Leili and Majnun
In Arabia lives a successful, hospitable, generous to the poor ruler of the tribe Amir. He is “glorious, like a caliph”, but he is like a “candle without light,” for he is devoid of offspring. Finally Allah heeded his prayers and bestowed upon him a beautiful son. The baby is entrusted to the wet nurse, and time is poured into the growing child by the “milk of tenderness”. Kais – so called the boy, which means in Arabic, “The measure of talent,” is doing well in teaching. Together with the boys, several girls study. One of them was famous early for his mind, spiritual purity, rare beauty. Her curls are like a night, and her name is Leili (“Night”). Case, “having stolen her heart, ruined his soul.” The love of children is mutual. Soubuciki teach arithmetic, lovers meanwhile compose a love dictionary. Love can not be concealed. Case faints from love, and those who on its way did not stumble, nicknamed him Majnun – “Madman”. Fearing gossip, relatives hid Leili from Majnun. Sobbing, he wanders through the streets and through the bazaar. Walling, he sings songs composed by him. And after him everyone screams: “Madman! Mad!” In the morning Majnun leaves for the desert, and secretly makes his way to the house of his beloved at night to kiss the locked door. Once with several loyal friends, Majnun comes to the tent of his beloved. Leila removes the veil, revealing her face. Majnun complains about her evil destiny. From fear of the machinations of rivals, they look at each other alienatedly and do not know that rock will soon deprive them of even this single glance. In the morning Majnun leaves for the desert, and secretly makes his way to the house of his beloved at night to kiss the locked door. Once with several loyal friends, Majnun comes to the tent of his beloved. Leila removes the veil, revealing her face. Majnun complains about her evil destiny. From fear of the machinations of rivals, they look at each other alienatedly and do not know that rock will soon deprive them of even this single glance.
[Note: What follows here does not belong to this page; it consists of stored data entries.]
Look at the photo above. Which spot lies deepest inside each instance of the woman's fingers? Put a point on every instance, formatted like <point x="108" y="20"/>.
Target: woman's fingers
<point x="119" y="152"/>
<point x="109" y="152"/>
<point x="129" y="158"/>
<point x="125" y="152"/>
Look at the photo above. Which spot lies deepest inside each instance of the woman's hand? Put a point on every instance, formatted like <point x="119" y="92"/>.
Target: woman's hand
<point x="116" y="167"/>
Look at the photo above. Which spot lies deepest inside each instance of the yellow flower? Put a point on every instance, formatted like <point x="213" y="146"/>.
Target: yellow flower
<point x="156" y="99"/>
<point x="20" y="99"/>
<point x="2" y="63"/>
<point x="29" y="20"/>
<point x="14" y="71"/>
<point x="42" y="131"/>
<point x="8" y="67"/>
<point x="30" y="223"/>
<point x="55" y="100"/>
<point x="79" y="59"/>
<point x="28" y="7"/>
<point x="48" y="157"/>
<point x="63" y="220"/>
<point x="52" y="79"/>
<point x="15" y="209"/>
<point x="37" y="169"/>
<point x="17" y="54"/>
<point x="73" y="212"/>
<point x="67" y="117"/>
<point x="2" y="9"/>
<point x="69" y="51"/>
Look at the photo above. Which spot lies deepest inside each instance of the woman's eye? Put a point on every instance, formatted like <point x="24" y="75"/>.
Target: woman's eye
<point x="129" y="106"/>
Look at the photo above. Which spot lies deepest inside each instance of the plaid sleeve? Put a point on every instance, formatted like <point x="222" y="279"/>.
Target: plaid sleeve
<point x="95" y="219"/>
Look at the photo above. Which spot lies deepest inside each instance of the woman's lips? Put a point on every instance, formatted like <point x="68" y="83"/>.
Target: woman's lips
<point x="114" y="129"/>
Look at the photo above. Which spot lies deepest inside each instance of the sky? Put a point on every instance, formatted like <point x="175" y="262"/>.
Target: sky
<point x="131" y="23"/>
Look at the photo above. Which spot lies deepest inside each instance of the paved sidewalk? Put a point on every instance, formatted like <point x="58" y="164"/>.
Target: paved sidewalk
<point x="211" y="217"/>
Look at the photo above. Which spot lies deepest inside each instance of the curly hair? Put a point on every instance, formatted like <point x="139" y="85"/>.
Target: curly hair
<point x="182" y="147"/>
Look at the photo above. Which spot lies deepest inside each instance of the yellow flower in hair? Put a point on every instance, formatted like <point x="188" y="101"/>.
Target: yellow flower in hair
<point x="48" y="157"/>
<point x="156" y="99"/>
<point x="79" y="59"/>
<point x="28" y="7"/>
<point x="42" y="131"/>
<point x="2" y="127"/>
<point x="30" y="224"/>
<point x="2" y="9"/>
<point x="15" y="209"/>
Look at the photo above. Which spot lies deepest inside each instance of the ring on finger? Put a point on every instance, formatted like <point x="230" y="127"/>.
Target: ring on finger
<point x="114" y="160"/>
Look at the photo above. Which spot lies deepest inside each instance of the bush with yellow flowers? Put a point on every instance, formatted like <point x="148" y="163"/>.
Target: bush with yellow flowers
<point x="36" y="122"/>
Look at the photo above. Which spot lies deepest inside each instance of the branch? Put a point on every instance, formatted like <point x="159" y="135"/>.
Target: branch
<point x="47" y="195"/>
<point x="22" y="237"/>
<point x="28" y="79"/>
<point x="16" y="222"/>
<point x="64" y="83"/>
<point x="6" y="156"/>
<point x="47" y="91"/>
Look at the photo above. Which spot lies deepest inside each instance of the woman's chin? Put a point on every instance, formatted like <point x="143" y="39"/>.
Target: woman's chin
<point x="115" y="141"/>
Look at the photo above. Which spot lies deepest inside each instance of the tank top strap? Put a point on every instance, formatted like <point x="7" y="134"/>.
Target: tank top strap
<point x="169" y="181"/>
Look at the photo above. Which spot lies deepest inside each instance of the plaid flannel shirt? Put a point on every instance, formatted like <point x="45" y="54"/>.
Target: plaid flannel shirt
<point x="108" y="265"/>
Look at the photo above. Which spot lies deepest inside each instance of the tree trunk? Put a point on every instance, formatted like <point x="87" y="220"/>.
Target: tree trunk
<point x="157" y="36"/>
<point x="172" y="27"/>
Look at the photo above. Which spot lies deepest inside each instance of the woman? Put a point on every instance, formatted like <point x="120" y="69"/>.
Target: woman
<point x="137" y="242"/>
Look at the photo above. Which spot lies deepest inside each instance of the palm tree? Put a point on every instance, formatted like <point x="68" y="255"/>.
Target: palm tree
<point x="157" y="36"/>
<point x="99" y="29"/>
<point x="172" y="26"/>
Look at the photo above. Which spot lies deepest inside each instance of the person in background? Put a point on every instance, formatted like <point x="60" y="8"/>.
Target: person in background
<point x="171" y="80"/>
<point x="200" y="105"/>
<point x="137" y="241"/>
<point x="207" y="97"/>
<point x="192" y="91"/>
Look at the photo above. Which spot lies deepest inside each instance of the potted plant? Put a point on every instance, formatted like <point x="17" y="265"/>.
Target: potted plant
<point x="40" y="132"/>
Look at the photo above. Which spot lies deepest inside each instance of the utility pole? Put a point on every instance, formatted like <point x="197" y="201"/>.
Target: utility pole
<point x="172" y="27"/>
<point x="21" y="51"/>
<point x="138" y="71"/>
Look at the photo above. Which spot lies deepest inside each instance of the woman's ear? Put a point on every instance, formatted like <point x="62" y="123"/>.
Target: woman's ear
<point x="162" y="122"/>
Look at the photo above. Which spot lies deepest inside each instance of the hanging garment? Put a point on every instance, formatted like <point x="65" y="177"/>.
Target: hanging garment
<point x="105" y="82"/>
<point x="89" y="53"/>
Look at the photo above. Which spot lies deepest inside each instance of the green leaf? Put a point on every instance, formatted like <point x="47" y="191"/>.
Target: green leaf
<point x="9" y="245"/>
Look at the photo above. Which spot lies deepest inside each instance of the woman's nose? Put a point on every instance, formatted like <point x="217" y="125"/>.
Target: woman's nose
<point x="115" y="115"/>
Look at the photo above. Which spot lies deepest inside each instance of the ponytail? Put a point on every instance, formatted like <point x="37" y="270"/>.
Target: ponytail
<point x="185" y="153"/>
In the morning Majnun leaves for the desert, and secretly makes his way to the house of his beloved at night to kiss the locked door. Once with several loyal friends, Majnun comes to the tent of his beloved. Leila removes the veil, revealing her face. Majnun complains about her evil destiny. From fear of the machinations
of rivals, they look at each other alienatedly and do not know that rock will soon deprive them of even this single glance.
After consulting with the elders of the tribe, Majnun’s father decided to “buy out the jewels of foreigners at the price of hundreds of jewelry.” At the head of a magnificent caravan, he solemnly travels to the Leili tribe – to marry a beautiful woman for her son. But Leila’s father rejects matchmaking: Kais is a noble family, but he is insane, marriage with a madman does not promise good. Relatives and relatives exhort Majnun, offer him hundreds of beautiful and rich brides in exchange for Leili. But Majnun throws his home and in rags with a cry of “Leili, Leili!” runs through the streets, wanders in the mountains and in the desert sands. Saving his son, his father takes him with him to Hajj, hoping that the worship of the Kaaba will help in trouble, but Majnun prays not for his healing, but only for Laila’s happiness. His illness is incurable.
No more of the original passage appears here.